Lab 4: Node Lifecycle and Upgrade Planning

Time: 60 minutes
Objective: Practice safe node maintenance (cordon, drain, uncordon) and build a kubeadm upgrade plan with version-skew checks.

The Story

Routine node maintenance causes outages when teams skip sequencing and treat drain errors like annoyances. This lab trains disciplined operations: respect disruption budgets, keep scheduling intent explicit, and plan upgrades around version-skew rules before touching production nodes.

CKA Objectives Mapped

Manage node scheduling and maintenance operations
Plan and execute cluster lifecycle/upgrade tasks safely
Troubleshoot drain failures and disruption constraints

Background: Node Lifecycle Operations

Node maintenance in Kubernetes is three separate operations with different effects. cordon marks a node SchedulingDisabled, which stops new placements but leaves existing pods running. drain actively evicts pods and then leaves the node cordoned, which is what makes it safe for maintenance. uncordon removes the scheduling block so the node can receive new pods again.

kubectl drain is not a blind delete; it uses the Eviction API, which checks PodDisruptionBudgets before allowing each pod to move. A PDB encodes availability policy such as minimum healthy replicas, so eviction is denied if moving a pod would violate that threshold. This is the protection that keeps voluntary disruptions like maintenance from becoming accidental outages.

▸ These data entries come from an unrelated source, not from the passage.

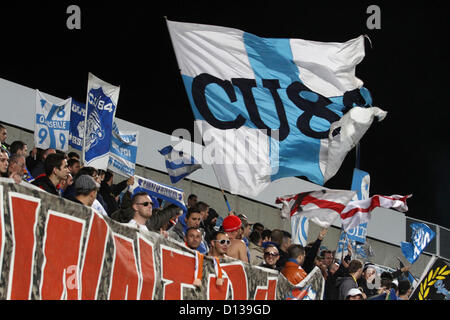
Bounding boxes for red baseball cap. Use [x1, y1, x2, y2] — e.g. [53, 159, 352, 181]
[222, 215, 242, 232]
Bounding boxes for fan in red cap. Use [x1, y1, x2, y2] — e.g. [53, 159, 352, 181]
[222, 215, 242, 232]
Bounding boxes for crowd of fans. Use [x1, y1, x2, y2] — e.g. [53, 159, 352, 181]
[0, 125, 412, 300]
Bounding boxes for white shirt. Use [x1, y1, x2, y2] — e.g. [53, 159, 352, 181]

For upgrades, draining first keeps workload continuity while node software changes happen. The standard pattern is cordon and drain a worker, upgrade node packages, run kubeadm upgrade node, then uncordon. That sequence keeps traffic on healthy nodes while one node is temporarily out of service.

Version skew rules are strict and drive upgrade order. Kubelet can be at most one minor version behind the API server, the control plane upgrades first, and workers follow. Minor versions cannot be skipped in supported workflows, so a jump like 1.29 to 1.31 must be two sequential upgrades through 1.30.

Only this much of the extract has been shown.